Nos followed me and witnessed my altercation with a nine-foot African American who shoved me several feet as I boarded the shuttle.  A fury of expletives were unleashed, mine.  Nos sat next to me and held me steady against the train’s halting rhythm.  The thought of a morphine laced cappuccino was very appealing.  I struggled with my inner bitch and politely suggested that we could “dine” at an all night diner.  As we trudged another 7 blocks, in the cold, Nos told me that he wanted me to join him in his small business venture selling Disney pins on e-bay.  We could travel to Florida two weeks a month and collect Disney pins from theme parks and sell them online.  Now I have a garage in my building and would have cheerfully asphyxiated myself at that point, but the garage is too large and I would have only succeeded in enraging the attendants.  That would have implied a higher holiday bonus, I suspect.

Luckily my nephew texted me and joined us.  My blood pressure had regulated to merely dangerous levels and his presence soothed me.  Nos is just looking for friendship, though he did suggest some physical distraction, to which I responded with gritted teeth.  I calmed down enough to discuss  Nosferatu’s failed marriages with empathy and compassion.  I opened a space for friendship. The boundaries are set there.
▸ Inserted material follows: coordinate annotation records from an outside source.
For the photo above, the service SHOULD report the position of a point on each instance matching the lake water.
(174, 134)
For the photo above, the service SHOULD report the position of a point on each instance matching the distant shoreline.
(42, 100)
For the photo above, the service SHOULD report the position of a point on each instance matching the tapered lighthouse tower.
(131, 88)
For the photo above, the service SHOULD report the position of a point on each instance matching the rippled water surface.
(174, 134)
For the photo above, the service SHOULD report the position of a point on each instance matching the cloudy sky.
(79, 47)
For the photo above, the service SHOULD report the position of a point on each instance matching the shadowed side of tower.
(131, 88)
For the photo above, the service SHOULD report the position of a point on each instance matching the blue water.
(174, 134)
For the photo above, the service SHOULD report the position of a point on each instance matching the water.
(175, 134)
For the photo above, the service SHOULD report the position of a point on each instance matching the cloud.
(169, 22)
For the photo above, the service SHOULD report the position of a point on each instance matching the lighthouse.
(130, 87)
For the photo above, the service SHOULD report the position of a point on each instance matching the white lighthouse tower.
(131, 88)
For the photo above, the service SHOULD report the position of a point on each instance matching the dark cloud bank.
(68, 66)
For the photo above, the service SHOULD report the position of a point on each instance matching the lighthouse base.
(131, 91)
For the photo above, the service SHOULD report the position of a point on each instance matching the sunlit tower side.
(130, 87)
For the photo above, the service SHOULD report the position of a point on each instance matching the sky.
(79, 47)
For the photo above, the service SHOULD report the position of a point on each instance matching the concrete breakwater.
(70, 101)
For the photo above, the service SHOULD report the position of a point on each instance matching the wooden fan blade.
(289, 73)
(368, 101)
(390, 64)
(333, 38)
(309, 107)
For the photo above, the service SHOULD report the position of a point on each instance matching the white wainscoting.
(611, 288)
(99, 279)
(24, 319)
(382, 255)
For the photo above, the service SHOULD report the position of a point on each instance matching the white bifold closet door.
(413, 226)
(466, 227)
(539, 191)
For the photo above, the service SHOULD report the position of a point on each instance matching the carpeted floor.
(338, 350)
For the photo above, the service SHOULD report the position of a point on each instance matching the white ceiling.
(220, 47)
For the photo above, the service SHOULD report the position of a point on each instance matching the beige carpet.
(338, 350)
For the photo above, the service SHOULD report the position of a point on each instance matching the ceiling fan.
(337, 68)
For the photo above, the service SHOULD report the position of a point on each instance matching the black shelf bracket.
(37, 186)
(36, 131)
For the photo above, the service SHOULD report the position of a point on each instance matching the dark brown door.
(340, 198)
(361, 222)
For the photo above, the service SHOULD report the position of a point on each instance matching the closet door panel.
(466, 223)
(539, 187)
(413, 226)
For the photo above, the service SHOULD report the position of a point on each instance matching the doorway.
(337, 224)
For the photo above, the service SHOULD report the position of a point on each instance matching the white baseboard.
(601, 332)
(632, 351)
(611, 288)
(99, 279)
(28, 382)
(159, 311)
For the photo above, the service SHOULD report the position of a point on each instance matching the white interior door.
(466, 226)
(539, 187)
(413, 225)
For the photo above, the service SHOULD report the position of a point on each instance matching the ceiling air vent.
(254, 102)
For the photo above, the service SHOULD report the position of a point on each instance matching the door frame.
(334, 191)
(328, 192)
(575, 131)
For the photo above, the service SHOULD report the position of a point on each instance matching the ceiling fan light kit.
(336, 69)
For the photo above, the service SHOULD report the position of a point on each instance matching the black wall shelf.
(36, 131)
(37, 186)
Sometimes I want to throttle the God of my understanding and say “really?”  Note to women:  Don’t allow a man that you don’t know well, plan a date.  Get the information.  Buy into the plan or nix it.  My idea of a stress relieving date is a helicopter ride over Manhattan; dinner at Le Vieux Bistro across from the Notre Dame Cathedral and a stroll through Ile St. Louis. Let’s kiss in the dawn on a deserted beach beneath a sky that looks like a jewelers display.  I’ve done that and highly recommend this with the right person.  Or, if I’m into you, come to my apartment, set about 20 candles aflame and let’s rearrange the 15 or so down pillows on my bed.  That would have relieved my stress. So until you’re ready to enter my life, I’ll just be blogging and soothing my inner bitch with the thought of you.